A 23h25, c’est la fin des plaidoiries. Le juge donne la parole aux accusés pour un dernier mot. Ensuite, l’audition est levée. La cour se retire pour les délibérations. Après deux heures de délibérations, le verdict tombe, les peines ont été alourdies par la Cour à 20 ans pour l’accusé principal et 10 ans pour les deux autres. Un soulagement…
Le long chemin pour la réhabilitation…
« Chaque jour dans nos tribunaux, nous avons des cas similaires au Maroc et il ne faut pas l’oublier, il faut que ce combat continue ».
Me Ghizlane Mamouni
« Ce verdict est une première, c’est très important », affirme Me Ghizlane Mamouni. « Chaque jour dans nos tribunaux, nous avons des cas similaires au Maroc et il ne faut pas l’oublier, il faut que ce combat continue », ajoute-t-elle.

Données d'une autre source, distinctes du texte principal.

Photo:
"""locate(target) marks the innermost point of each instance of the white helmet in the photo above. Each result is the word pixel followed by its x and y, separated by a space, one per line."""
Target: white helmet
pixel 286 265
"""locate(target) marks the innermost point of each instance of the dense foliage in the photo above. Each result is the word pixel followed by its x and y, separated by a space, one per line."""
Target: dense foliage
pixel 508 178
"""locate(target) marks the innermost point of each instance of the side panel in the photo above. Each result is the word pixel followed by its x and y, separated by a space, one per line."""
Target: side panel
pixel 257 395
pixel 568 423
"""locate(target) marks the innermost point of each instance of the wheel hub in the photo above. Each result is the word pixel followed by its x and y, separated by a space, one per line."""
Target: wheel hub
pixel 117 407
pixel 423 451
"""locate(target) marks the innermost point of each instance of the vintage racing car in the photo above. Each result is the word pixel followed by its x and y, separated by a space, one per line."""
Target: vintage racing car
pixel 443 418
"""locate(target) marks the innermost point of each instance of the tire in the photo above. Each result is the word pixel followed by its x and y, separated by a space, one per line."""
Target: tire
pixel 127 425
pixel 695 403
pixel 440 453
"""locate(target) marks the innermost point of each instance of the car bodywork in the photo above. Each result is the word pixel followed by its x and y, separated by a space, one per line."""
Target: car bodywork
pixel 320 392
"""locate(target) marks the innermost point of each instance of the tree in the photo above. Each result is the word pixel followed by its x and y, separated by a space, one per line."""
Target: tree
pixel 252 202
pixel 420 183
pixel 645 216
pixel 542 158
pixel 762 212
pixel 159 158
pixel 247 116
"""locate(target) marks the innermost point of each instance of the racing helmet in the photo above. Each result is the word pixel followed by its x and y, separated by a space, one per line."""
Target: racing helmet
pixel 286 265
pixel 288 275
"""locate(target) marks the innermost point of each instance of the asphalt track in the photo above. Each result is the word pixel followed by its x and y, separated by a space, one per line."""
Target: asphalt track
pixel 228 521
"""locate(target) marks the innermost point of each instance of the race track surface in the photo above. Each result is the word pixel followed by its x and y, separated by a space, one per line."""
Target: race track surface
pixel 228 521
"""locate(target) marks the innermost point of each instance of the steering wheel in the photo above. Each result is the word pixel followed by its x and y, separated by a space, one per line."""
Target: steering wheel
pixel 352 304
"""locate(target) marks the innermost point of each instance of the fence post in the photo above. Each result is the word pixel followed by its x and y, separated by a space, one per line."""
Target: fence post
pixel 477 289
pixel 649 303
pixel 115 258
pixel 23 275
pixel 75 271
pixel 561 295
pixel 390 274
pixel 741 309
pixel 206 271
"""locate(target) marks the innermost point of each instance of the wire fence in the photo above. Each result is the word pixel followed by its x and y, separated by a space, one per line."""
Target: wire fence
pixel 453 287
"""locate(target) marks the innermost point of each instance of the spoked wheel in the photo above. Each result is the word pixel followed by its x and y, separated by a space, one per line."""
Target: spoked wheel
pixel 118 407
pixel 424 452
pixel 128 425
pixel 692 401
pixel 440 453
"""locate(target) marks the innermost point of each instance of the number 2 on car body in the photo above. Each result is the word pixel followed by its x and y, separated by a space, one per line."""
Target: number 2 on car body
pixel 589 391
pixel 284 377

L’avocat a aussi expliqué que la mobilisation des associations des ONG et des médias ont pu mettre en lumière les lacunes du Code pénal dans le cas des violences sexuelles sur mineure.
« Quand on pense à cette enfant qui devient aujourd’hui mère même face à ce verdict on ne peut être heureux, ce qu’elle a enduré est très difficile, mais au moins savoir qu’ils sont condamnés à des peines lourdes soulage un peu ».
Dans le même sens, la Fédération des ligues des femmes au Maroc a salué le jugement en appel en expliquant que « ce verdict a corrigé le jugement en première instance et a rendu justice à la petite victime de viol ». Reste le long chemin de la réhabilitation sociale et psychologique de la jeune victime…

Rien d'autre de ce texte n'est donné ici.